Sif manipulava uma caneta pelas pontas buscando algo para quebrar o silêncio. E pergunta:
– Você está aqui pensativo de novo. Não vai comparecer ao jantar?
– Eu sei que estou, não precisa me lembrar.
– Algo que eu possa ajudar, Frigga?
– Me ajudaria ficando quieto.
– Você precisa desabafar, colocar pra fora. Não me diga que estou aqui à toa.
– Haha... Maldito sou por ter te considerado tanto, não tem mais papas na língua.
– Então você me considera?
– Eu já disse que sim.
– Nesse caso, me conte. Eu posso ser...
– Hm?
– Um amigo, talvez.
A vela sambava suas chamas como se também quisesse ouvir a resposta de Frigga.
– Bem... Você sabe o que estamos prestes a causar, não é, Sif?
– Se você se refere ao próximo ataque à Evan... Sim, sei.

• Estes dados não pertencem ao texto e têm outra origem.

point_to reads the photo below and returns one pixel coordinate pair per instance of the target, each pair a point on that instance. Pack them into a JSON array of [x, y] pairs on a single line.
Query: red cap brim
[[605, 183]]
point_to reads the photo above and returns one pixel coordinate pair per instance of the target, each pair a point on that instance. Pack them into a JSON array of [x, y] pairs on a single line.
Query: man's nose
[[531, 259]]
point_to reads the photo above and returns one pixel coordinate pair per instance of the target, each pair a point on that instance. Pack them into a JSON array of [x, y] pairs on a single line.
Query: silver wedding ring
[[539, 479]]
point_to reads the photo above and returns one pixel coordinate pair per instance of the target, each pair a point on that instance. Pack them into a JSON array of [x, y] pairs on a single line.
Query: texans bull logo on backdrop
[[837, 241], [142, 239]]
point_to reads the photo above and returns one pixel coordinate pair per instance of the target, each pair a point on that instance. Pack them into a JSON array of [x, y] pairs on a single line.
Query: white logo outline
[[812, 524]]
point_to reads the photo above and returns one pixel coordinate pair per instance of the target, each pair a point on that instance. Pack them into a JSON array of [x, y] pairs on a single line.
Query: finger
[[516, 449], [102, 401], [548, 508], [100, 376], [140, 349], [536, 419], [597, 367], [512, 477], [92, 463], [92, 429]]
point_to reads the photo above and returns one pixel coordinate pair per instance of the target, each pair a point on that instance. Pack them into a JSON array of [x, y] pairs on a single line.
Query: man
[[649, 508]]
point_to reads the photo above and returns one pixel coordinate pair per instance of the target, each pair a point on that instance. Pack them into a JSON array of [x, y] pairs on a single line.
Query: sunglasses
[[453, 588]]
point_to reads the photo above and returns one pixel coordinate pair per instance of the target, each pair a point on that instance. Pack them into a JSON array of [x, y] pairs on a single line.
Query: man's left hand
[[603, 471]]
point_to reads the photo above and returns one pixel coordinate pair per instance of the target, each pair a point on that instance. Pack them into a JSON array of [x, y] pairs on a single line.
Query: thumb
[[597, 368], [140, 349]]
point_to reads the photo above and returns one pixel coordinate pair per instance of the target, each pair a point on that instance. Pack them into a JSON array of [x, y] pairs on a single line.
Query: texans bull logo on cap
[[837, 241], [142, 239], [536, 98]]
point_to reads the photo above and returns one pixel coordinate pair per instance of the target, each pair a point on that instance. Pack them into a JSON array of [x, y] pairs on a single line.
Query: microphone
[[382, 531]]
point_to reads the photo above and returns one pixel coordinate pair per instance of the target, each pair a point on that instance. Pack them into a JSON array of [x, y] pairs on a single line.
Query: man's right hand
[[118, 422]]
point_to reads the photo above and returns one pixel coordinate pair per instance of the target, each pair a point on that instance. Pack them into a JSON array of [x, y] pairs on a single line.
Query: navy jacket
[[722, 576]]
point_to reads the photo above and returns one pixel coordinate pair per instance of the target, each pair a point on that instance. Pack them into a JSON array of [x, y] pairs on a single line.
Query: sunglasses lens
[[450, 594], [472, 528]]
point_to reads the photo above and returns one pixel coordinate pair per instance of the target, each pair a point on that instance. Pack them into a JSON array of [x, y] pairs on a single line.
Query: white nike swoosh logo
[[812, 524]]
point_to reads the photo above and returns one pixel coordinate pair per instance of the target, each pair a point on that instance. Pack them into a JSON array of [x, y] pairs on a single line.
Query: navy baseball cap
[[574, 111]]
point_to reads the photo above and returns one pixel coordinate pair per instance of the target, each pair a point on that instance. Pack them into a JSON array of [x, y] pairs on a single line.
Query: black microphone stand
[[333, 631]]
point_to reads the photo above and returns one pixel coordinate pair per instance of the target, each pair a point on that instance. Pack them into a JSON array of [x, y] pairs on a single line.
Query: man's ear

– Chegaram até mim especulações de uma outra possível civilização menor aqui por perto, mas ainda sim nós focaremos em Evan, a maior.
– Então...?
– Eu não quero, Sif... que você se comporte como no dia do pátio. Quero que seja forte e não corra como fez após matar aquele canardiano.
O peito de Sif aperta, a pressão toma suas veias.
– Eu farei o possível.
– Não. Eu quero que afirme. Qualquer erro pode causar algo pior, Sif... Até chegar o dia em que finalmente atacaremos, quero que esteja pronto...
– Eu... eu prometo que agirei da forma correta, Frigga.
– Ótimo.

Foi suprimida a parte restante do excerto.